Непараметрическая идентификация элементов системы терморегулирования

Abstract

The thermal control system “Heater-Fan-Room” is represented by three different-type interconnected simpler subsystems. In this paper, a “black-box” whose structure is not specified is used as a mathematical model of the system and subsystems due to complexity of physical processes proceeding in these subsystems. For stationary linear systems, the connection between an input and an output of the “black-box” is defined by the Volterra integral equation of the first kind with an undetermined difference kernel also known as impulse response in the automatic control theory.

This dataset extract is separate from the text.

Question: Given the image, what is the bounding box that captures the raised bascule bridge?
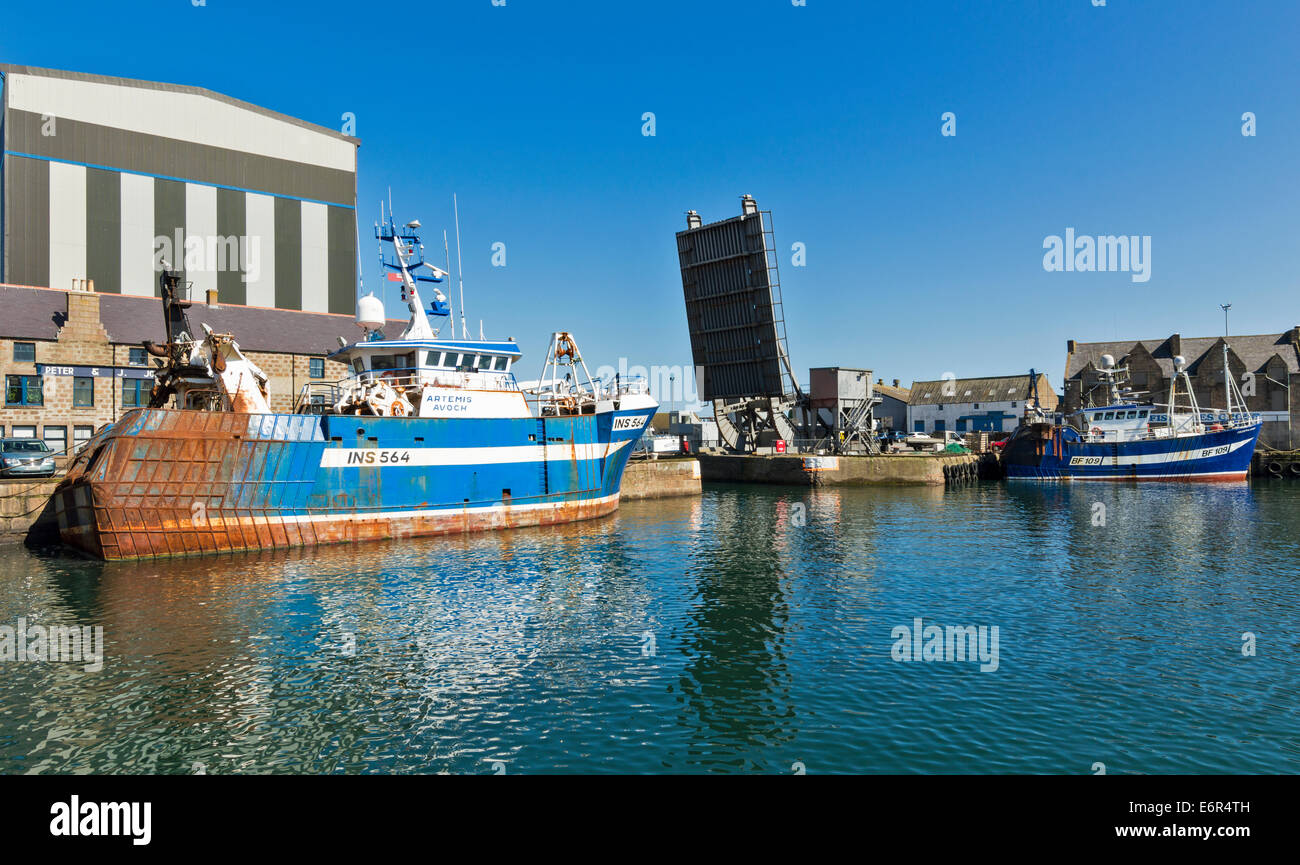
[677,195,880,454]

In such a case, it is necessary to evaluate an unknown impulse response to use the “black-box” model and formulate all subsystems and the system as a whole. This condition complicates significantly the solution search of non-parametric identification problems in the system because an output of one subsystem is an input of another subsystem, so active identification schemes are unappropriated. Formally, an impulse response evaluation is a solution of the integral equation of the first kind for its kernel by registered noise-contaminated discrete input and output values. This problem is ill-posed because of the possible solution instability (impulse response evaluation in this case) relative to measurement noises in initial data. To find a unique stable solution regularizing algorithms are used, but the specificity of the impulse response identification experiment in the “Heater-Fan-Room” system do not allow applying computational methods of these algorithms (a system of linear equations or discrete Fourier transformation). In this paper, the authors propose two specific identification algorithms for complex technical systems. In these algorithms, impulse responses are evaluated using first derivatives of identified system signals that are stably calculated by smoothing cubic splines with an original smoothing parameter algorithm. The results of the complex “Heater-Fan-Room” system modeling and identification prove the efficiency of the algorithms proposed. Acknowledgments: The reported study was funded by RFBR, project number 20-38-90041.